May 13, 2016 Kvelertak – Nattesferd (Album Review)
The roots of Black Metal have long been asphyxiated by the youth-induced greed of claiming a genre for none other than publicity and fame. Following such a dangerous path has led to the scrutinization of a deeply historic and cultured genre; one that fuses darkness with antiquity and legend with composition. Beneath an iron umbrella of Norwegian folklore, Kvelertak nurse the disintegrating fowl of those who claim they are oh so “Metal” with a most brilliant new interpretation: liquify original Black Metal with Thrash-like Rock riffs under a kaleidoscope of style. Keeping true to their roots while sampling the flight of re-invention, Kvelertak reigns authentic among the Metal-attention-seekers. Matching the accolades of being an overall superb band, Kvelertak’s third studio album, Nattesferd, drops May 13th via Roadrunner Records.

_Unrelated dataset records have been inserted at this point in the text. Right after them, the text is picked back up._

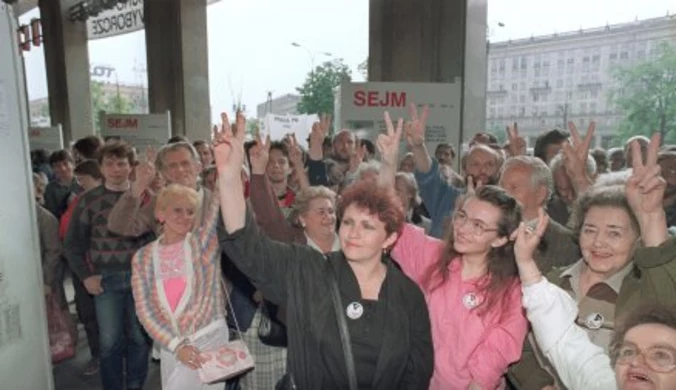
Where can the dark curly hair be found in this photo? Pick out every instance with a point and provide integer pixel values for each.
(502, 270)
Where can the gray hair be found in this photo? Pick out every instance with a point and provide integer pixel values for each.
(169, 148)
(557, 163)
(541, 176)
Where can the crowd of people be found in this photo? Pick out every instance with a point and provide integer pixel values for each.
(550, 271)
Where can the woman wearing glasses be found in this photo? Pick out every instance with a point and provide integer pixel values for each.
(470, 280)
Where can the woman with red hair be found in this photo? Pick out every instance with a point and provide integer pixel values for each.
(388, 330)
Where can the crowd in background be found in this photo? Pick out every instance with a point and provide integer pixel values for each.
(442, 260)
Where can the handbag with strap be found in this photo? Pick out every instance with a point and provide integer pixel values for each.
(228, 360)
(270, 331)
(344, 331)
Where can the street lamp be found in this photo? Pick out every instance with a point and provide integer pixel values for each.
(312, 54)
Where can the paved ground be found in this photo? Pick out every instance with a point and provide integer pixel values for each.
(68, 375)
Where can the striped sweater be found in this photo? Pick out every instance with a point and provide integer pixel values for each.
(203, 300)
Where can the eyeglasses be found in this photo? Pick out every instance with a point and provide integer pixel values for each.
(476, 227)
(658, 359)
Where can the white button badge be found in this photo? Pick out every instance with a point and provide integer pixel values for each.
(355, 310)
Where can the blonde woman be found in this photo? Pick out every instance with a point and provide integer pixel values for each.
(176, 282)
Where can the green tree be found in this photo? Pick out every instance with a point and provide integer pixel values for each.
(109, 102)
(317, 92)
(646, 95)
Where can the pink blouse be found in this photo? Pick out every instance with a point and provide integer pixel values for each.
(173, 272)
(470, 344)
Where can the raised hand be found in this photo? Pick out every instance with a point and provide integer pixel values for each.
(388, 143)
(526, 240)
(229, 147)
(259, 155)
(415, 133)
(144, 172)
(645, 187)
(576, 151)
(357, 156)
(317, 135)
(517, 144)
(295, 152)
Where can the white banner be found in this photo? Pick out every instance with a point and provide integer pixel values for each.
(280, 125)
(121, 19)
(49, 138)
(360, 108)
(140, 130)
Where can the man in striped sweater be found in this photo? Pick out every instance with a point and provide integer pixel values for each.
(88, 236)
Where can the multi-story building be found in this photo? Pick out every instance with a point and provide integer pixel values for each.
(283, 105)
(543, 82)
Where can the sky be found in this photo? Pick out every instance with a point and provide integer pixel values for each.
(250, 51)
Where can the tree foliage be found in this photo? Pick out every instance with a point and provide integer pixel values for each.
(646, 95)
(317, 92)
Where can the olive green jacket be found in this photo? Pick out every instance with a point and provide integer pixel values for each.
(652, 281)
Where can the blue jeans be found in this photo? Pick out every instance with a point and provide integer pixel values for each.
(116, 315)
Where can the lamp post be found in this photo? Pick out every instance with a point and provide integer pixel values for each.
(311, 54)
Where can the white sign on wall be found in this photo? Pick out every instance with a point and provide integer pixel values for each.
(360, 108)
(123, 18)
(48, 138)
(277, 126)
(140, 130)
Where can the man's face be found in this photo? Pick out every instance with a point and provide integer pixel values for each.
(343, 146)
(115, 170)
(444, 155)
(180, 167)
(63, 170)
(482, 165)
(516, 180)
(278, 169)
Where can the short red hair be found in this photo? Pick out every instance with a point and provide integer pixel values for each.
(379, 201)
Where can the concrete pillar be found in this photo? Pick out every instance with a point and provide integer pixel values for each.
(178, 64)
(67, 65)
(433, 41)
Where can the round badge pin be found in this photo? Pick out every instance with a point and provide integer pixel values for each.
(470, 300)
(355, 310)
(594, 321)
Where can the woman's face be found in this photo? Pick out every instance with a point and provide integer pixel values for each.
(362, 235)
(656, 343)
(178, 217)
(320, 218)
(607, 240)
(475, 227)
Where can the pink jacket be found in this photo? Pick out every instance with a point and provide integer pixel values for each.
(469, 345)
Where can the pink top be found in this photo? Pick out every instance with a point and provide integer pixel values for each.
(470, 345)
(172, 272)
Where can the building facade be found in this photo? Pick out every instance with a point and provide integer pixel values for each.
(283, 105)
(543, 82)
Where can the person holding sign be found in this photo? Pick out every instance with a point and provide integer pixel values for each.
(384, 312)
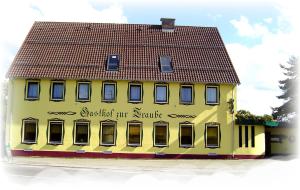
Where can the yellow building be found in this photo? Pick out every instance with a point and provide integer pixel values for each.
(126, 90)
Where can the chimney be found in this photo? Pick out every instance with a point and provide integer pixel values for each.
(167, 24)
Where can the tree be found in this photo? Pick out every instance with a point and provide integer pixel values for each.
(288, 110)
(245, 117)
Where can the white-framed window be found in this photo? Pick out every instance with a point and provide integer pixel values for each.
(55, 132)
(109, 92)
(81, 132)
(57, 90)
(161, 134)
(212, 136)
(212, 94)
(32, 90)
(186, 135)
(135, 92)
(186, 94)
(83, 91)
(134, 134)
(161, 93)
(113, 62)
(108, 133)
(29, 131)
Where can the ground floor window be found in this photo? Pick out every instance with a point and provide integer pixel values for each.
(161, 134)
(134, 134)
(212, 136)
(81, 133)
(186, 134)
(29, 131)
(240, 136)
(55, 132)
(108, 133)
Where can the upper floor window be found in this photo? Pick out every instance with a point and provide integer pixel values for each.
(165, 64)
(32, 90)
(212, 136)
(83, 91)
(29, 131)
(186, 134)
(57, 90)
(161, 93)
(113, 62)
(186, 94)
(55, 132)
(212, 94)
(109, 92)
(135, 92)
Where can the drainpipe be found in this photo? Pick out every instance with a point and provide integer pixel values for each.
(232, 115)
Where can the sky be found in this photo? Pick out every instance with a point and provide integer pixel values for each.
(259, 35)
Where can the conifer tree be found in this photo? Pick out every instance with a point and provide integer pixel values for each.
(288, 110)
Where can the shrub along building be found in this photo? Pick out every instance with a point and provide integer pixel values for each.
(126, 90)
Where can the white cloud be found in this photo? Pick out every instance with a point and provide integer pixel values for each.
(268, 20)
(245, 29)
(258, 66)
(17, 17)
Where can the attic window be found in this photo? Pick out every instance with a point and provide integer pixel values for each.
(165, 64)
(113, 63)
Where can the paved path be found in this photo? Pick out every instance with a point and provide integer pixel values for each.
(124, 173)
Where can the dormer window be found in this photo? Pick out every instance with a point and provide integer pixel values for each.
(113, 62)
(165, 64)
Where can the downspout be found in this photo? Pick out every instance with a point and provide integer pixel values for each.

Hailing from none other than Norway, the sextet formed in 2007 to almost instant acclaim. Translating to “chokehold” in Norwegian, Kvelertak uses the tongue of their homeland to convey their message; surpassing all language barriers with the ease of true talent. Soon after releasing their first (self-titled) album, Kvelertak, in 2010, a call from across the sea beckoned the sextet to bless a new audience. In 2013, Meir did exactly that. American fans tasted the meaty morsel of a Kvelertak album and were hooked without choice. Instead of force-cranking out an album a year, the band left fans on both ends of the Earth craving their sound by way of patience, wonder, and even-numbered release years. And finally, to an extremely wide array of anticipating demographics, Nattesferd comes to satiate all.

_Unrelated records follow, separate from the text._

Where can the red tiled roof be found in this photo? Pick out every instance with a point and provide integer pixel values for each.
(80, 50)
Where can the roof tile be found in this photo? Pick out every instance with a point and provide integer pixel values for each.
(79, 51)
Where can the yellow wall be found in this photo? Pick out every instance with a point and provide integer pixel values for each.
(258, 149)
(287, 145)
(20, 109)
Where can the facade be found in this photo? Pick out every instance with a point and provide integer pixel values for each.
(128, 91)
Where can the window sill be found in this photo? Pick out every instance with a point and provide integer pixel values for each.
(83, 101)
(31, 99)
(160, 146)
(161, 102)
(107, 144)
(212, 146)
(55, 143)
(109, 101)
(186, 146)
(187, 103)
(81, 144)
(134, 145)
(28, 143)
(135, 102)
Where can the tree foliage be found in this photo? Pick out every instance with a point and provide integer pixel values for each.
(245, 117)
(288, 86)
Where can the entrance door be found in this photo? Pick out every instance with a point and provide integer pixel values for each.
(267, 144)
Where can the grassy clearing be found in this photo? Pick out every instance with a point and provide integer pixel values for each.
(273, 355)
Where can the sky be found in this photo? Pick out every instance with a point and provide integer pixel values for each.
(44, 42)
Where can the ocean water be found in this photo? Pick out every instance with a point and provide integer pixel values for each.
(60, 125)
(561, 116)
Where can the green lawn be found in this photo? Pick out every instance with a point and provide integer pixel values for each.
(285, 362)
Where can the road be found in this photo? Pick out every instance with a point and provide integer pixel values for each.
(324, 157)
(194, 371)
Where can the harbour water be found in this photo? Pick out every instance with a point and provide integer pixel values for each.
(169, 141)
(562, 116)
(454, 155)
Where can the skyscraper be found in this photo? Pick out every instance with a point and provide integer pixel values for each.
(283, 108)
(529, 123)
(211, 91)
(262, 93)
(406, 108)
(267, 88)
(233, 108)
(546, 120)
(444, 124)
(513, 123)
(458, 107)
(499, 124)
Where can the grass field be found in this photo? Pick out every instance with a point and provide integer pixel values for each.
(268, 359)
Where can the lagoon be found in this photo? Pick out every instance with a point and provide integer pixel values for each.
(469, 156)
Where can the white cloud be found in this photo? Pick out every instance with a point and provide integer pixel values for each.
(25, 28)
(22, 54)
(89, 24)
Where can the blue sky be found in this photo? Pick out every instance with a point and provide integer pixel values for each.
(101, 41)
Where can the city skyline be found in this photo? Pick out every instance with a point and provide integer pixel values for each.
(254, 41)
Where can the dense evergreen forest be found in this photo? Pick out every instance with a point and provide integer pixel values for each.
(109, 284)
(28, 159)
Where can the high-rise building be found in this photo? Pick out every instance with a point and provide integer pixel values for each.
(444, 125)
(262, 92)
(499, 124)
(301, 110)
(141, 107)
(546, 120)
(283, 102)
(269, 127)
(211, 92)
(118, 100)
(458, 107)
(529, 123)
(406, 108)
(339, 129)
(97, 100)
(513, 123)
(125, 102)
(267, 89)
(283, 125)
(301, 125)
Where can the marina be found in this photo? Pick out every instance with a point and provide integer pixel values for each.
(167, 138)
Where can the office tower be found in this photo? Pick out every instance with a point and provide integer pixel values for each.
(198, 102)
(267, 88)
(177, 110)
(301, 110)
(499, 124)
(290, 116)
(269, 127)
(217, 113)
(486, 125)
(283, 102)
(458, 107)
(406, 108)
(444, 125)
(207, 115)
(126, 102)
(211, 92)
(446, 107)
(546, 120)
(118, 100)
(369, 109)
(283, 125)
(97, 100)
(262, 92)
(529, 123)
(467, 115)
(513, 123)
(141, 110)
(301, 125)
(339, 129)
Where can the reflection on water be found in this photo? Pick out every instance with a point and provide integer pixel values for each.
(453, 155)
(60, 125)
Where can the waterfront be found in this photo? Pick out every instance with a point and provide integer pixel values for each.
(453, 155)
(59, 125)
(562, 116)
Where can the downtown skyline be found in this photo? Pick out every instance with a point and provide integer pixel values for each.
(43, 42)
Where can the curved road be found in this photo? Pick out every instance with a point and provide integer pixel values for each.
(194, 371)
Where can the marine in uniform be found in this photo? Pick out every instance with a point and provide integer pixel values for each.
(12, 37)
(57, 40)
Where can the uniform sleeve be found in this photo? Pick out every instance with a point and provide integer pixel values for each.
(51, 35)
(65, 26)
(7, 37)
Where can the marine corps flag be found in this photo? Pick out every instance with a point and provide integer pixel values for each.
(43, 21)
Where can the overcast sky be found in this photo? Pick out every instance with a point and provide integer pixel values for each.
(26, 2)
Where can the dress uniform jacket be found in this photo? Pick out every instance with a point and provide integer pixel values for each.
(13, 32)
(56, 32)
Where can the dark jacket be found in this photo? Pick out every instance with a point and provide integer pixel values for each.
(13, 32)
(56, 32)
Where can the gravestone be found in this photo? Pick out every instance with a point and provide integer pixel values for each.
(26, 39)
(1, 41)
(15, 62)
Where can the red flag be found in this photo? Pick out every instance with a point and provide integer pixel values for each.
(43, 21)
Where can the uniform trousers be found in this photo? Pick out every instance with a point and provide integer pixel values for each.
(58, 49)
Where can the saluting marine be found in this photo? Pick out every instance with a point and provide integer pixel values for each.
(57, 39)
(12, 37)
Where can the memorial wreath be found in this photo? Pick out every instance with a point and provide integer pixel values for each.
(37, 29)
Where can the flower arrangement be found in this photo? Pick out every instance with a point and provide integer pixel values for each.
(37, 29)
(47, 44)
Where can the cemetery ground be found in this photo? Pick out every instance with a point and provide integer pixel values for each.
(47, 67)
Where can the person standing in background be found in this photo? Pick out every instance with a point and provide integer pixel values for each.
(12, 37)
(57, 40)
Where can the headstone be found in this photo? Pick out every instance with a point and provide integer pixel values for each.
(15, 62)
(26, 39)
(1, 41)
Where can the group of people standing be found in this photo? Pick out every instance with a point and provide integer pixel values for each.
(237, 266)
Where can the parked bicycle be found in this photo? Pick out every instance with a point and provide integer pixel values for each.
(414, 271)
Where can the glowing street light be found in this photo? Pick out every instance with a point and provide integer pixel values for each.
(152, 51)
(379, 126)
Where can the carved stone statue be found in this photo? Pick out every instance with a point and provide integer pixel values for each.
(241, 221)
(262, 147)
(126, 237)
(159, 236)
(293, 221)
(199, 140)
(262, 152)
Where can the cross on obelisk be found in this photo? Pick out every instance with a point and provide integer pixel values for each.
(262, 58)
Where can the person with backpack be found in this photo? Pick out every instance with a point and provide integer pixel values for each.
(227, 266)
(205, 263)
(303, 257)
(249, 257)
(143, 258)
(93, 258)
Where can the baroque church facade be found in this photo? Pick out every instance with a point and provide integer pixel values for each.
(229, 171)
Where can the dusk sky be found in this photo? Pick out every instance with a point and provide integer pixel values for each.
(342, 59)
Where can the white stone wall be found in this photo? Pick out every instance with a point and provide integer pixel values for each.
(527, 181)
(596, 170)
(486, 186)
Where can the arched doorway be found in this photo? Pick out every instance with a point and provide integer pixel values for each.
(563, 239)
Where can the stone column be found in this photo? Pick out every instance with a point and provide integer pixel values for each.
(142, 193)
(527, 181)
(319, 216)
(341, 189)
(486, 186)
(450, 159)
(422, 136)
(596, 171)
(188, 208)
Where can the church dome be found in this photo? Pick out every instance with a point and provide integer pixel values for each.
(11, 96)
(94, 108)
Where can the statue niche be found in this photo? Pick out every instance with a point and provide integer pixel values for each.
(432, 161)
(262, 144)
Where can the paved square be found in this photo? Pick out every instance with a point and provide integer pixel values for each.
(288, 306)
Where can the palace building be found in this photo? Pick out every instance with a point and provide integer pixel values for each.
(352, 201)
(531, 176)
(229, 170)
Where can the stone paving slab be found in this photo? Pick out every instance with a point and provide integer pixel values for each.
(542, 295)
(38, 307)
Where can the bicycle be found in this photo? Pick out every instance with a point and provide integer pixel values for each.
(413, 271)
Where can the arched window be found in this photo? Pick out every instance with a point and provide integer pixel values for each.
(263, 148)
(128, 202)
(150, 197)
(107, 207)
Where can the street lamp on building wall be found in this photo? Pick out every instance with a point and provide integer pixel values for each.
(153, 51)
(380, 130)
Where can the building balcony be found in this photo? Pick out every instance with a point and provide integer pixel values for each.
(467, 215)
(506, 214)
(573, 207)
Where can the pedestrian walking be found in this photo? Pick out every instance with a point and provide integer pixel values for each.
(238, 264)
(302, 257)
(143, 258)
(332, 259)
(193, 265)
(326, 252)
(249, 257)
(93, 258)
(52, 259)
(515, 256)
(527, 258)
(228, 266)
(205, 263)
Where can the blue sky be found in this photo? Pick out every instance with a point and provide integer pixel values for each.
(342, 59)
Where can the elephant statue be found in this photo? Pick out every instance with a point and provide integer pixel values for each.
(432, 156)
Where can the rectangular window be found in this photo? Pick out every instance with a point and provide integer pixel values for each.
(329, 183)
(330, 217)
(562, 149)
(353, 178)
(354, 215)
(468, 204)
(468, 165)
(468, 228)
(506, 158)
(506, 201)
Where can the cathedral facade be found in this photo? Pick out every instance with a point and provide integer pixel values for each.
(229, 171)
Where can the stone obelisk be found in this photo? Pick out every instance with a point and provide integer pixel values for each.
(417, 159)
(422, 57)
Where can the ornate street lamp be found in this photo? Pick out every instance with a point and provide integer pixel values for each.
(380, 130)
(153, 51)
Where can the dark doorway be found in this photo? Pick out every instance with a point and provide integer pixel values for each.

Opening track “Dendrofil for Yggdrasil” immediately wins the award for best title (because that mouthful is just plain fun to say), then lures fans into a haphazard electric dimension of Norse legend. Meaning “The Tree of Life,” “Yggdrasil” begins with a drawn out shriek over intense double bass. The blasts are summoned by Drummer Kjetil Gjermundrod, rousing a shrapnel cyclone from Vocalist Erlend Hjelvik. The instantaneous Black Metal morphs into a peak of aphotic Rock against the guitars of Maciek Ofstad, Vidar Landa, and Bjarte Lund Rolland. Surfacing in a slow final breath, the guitarists break down “Dendrofil for Yggdrasil” alongside Gjermundrod’s vivid fills.
But after jamming “Dendrofil,” a little surprise titled “1985” walks into the room, puts a beer in someone’s hand, grows a gnarly mustache and starts talking about when the Ride The Lightning tour is coming to town. “1985” embodies the versatility Kvelertak so flawlessly possesses. The Classic Rock-like tune flicks a grizzly riff with anthem-shrill guitar and paces a hard day of chilling in mom’s basement with heavy, measured drums. If Kvelertak’s goal was to take fans back to the good ol’ days of music, “1985” will haul even the youngest fans back into a reverie of where it all began.

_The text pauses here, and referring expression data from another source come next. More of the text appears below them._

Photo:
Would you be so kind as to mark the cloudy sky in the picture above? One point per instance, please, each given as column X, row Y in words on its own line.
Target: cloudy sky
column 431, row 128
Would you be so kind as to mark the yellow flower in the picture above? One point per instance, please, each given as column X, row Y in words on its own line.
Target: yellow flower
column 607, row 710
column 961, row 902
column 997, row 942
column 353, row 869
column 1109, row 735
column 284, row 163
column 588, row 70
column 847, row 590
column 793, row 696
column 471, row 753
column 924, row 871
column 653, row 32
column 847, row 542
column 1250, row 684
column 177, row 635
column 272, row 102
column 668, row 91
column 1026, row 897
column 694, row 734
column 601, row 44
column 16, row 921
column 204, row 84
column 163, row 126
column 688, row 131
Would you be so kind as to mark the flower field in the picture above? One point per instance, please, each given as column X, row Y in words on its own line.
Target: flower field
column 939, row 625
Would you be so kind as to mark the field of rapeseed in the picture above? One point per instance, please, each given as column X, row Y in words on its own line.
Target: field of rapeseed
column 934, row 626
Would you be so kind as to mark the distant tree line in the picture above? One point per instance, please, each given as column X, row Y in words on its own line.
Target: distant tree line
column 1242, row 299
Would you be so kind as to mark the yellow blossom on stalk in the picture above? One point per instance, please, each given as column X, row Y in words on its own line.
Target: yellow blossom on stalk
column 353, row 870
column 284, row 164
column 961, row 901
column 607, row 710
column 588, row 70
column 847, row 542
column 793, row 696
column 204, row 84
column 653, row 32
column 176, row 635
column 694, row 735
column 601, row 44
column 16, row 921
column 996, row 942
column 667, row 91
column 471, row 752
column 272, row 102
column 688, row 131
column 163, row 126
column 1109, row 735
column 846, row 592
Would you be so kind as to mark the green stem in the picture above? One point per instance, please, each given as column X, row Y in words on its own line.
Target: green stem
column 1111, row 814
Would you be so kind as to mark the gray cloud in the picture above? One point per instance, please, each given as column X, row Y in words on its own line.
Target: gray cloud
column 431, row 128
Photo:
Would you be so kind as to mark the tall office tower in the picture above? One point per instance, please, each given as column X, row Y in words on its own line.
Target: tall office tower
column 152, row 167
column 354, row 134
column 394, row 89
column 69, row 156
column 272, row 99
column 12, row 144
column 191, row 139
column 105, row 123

Nearing the end of Nattesferd, “Heksebrann” inaugurates a hypnotizing spiral of major and minor scales. The somber beginning is led atop Bassist Marvin Nygaard’s rigid sound, bending in and out of Rolland, Landa, and Ofstad’s nimble plucking. The instrumental intro highlights the elegance of each guitar’s part and will definitely be one to see live. Hjelvik’s vocals enter with spurts of gritty Norwegian lyrics, but the anthemic hook will have fans singing a language they know only by phonetics. Prepare to be humming this tune all day.
Innovating from the roots up, Kvelertak takes pride in their culture, preserving history, and melding genre gaps. Similar to their self-titled album, Nattesferd truly keeps fans guessing. Sure, other bands have one or two oddball tracks that end up in the “okay” part of the album. But Kvelertak? They throw fans into their black hole of style with a song for quite literally every part of the day, month, or life experience. Predictability is a hazard these days, and fortunately for Kvelertak, there is no such word in their vocabulary – no matter what language it is spoken in. CrypticRock gives Nattesferd 5 out of 5 stars.